Learning How to Crawl -- Doing Bakeoffs Right: An Enterprise Search with Lynda Moulton

By Marc Solomon posted 03-21-2013 09:21


Most information managers are back office-based. Our customers are externally facing. We build the arguments and the rationales that our colleagues use to close deals and secure work. Our marketing efforts are internal.  Our resources tend to be in-house – as much for our missions and charters as for our reporting and cost structures.

The exception in all this is the bake-off – that dueling battle between rival vendors to see whose search solution is best suited for lighting up the central knowledge switchboard behind your firewall, above your fire cloud, or both.

Everything AND the Kitchen Sink

Julia Child once said: “Always start out with a larger pot than what you think you need.” She might as well have been describing the process for picking an enterprise search engine. This proof-of-concept or PoC is your due diligence for matching internal priorities and selection criteria to your bake-off results. PoCs demand an improbable mix of referenceable work product – no matter where it comes from, the application particulars, or the subpar referencing used to catalog the electronic version of what lives inside organizational roles and responsibilities.

While the practice of staging PoCs is common, the process is mired in mystery.
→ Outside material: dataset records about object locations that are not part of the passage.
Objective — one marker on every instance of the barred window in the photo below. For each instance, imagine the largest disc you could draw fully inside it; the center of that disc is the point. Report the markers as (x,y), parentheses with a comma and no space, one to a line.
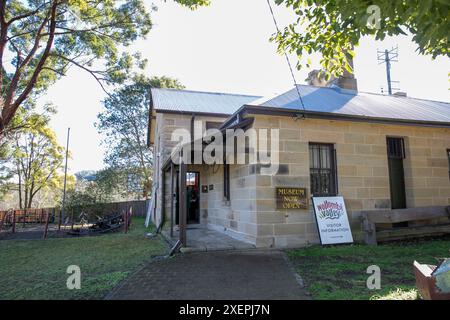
(322,160)
(226,182)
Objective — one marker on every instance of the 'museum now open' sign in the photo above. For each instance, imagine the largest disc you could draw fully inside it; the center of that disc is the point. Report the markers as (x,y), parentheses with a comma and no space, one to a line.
(291,198)
(332,220)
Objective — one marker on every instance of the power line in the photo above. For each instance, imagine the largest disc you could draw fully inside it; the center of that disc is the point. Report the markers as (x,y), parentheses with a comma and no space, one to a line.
(387,57)
(287,58)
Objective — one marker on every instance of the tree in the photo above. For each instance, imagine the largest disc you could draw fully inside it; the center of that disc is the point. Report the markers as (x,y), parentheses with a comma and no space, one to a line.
(124,124)
(334,27)
(35,163)
(41,39)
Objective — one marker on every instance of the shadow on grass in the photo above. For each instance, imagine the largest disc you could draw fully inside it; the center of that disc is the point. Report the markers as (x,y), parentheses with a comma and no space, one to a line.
(36,269)
(339,272)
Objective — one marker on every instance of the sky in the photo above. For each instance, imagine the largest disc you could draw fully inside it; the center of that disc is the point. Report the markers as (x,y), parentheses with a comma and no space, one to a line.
(225,48)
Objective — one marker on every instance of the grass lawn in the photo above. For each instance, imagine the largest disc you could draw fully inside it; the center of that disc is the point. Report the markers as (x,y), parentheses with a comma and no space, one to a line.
(340,272)
(36,269)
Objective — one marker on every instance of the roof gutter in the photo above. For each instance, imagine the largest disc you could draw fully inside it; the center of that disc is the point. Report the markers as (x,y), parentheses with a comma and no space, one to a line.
(249,109)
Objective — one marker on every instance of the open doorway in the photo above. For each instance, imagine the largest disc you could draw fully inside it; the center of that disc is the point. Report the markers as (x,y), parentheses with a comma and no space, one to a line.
(192,198)
(396,155)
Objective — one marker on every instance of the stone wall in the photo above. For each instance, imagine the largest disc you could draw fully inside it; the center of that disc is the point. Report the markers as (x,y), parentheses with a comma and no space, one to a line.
(362,168)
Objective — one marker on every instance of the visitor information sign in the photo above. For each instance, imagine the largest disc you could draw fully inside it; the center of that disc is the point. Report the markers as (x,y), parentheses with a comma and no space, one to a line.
(332,220)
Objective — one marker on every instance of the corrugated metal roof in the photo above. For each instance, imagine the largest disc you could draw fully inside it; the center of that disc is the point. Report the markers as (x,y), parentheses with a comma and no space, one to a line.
(197,101)
(334,100)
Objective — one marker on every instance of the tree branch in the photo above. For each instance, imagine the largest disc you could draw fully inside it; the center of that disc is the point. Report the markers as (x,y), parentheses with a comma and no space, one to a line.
(40,65)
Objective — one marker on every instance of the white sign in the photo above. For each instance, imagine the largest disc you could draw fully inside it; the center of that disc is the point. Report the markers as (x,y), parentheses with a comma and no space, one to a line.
(332,220)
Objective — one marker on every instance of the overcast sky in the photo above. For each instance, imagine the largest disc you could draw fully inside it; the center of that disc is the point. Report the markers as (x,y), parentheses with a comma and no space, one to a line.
(226,48)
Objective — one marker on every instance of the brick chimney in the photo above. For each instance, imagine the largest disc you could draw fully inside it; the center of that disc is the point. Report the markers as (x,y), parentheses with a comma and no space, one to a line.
(348,81)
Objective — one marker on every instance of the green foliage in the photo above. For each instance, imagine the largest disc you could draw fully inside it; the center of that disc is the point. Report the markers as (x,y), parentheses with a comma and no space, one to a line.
(339,272)
(333,28)
(124,125)
(194,4)
(46,38)
(36,160)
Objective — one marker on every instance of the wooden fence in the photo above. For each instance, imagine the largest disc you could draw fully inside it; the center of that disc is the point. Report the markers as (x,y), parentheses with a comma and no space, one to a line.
(27,216)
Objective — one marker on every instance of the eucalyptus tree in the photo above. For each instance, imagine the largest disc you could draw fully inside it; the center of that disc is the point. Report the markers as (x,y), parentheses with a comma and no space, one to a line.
(41,39)
(35,162)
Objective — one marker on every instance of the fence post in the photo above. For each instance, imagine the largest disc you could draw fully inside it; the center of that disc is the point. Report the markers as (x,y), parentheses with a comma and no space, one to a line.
(59,218)
(2,222)
(71,227)
(130,213)
(46,224)
(14,222)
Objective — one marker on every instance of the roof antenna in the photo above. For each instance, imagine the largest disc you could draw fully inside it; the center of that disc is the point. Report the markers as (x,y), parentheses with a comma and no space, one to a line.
(297,116)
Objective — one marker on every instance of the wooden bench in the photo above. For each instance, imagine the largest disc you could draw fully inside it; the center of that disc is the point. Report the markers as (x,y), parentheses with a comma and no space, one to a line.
(370,219)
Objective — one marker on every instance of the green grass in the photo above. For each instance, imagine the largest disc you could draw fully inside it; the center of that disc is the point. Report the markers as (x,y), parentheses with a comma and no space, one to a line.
(340,272)
(36,269)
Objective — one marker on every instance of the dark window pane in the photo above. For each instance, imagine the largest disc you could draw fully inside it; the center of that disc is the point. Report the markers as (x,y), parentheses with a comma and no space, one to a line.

Selecting the right vendor is resistant to simple risk-to-benefit reductions. It rejects gut assumptions like Siri says, “do this.” Hey, wipe that Google web smirk off your enterprise requirements for Google Search Appliance. We’re talking two different engines here. And it’s not just the winning formulas. The actual know-how for staging a competent and successful search engine showdown is no less elusive.

If your enterprise resembles a potluck more than a catered sit-down then we need to listen closely to Lynda Moulton. Moulton is the Julia Child of enterprise search bake-offs. She wrote the book, literally, on requirements gathering as the lead enterprise search analyst for the Gilbane Group. (See her curated list of further readings below). Five years later her Enterprise Search Markets and Applications remains essential grounding for any project lead looking to procure the right licensing fit between competing offerings and our own deal-breaker criteria.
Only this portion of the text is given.